BROWNIES from across west Gloucestershire have been seeing stars after spending a day creating, cutting and cooking at Dursley Primary Academy to celebrate their 100th birthday.
Around 140 girls from the group took part in the special event, which involved completing "missions" to earn gold stars as they worked to a story brief in which the stars fell to earth and had to be collected.
Uniforms dating back to the 1930's afforded the girls a chance to dress up and see what they would have looked like over the past eighty years.
Ann King, who curated the collection of uniforms and Guiding memorabilia even included her original 1950s Brownie dress, including four hard-earned proficiency awards.
Completing the cosmos took the mixed teams through three time zones, taking part in adventures from the past to the future, creating peg people and performing small plays with their characters, before using recycled materials to construct brown owl models.

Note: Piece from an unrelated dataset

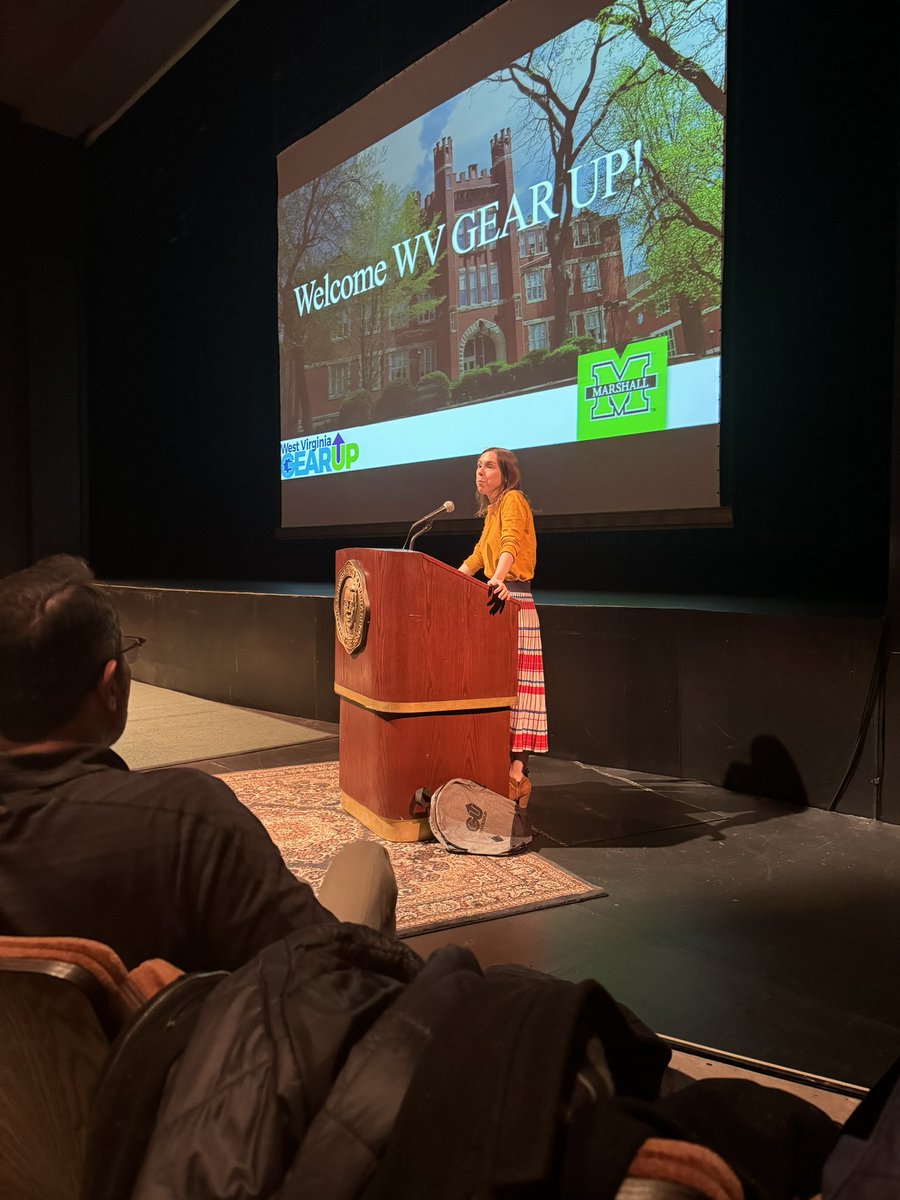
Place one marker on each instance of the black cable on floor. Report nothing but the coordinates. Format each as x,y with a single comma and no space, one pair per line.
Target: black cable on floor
875,696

Stepping into the present saw the teams challenge each other to win points in card games they created from scratch, organising the rules before designing the art work themselves and playing the games.
Laughter rocked the room as smaller groups huddled over tealights cooking marshmallows for smores, before squishing the sweet between biscuits to make a delicious treat.
Seven-year-old Megan Smith said: "Making the smores was the best bit, it was really gooey and really tasty.”
The final starquest challenge saw the brownies look to the future as they built their very own colourful rocket and added their collective stars to nine large panels detailing the solar system.
Over 64,000 girls aged between five and 26 enjoy weekly challenges and adventures organised or co-ordinated by 14,000 adult volunteer leaders in Guiding throughout the southwest of England.
Division commissioner Michelle Everett said: "I thought it was an innovative day with a difference, giving the girls a chance to look at the past as well as towards the future of brownies.”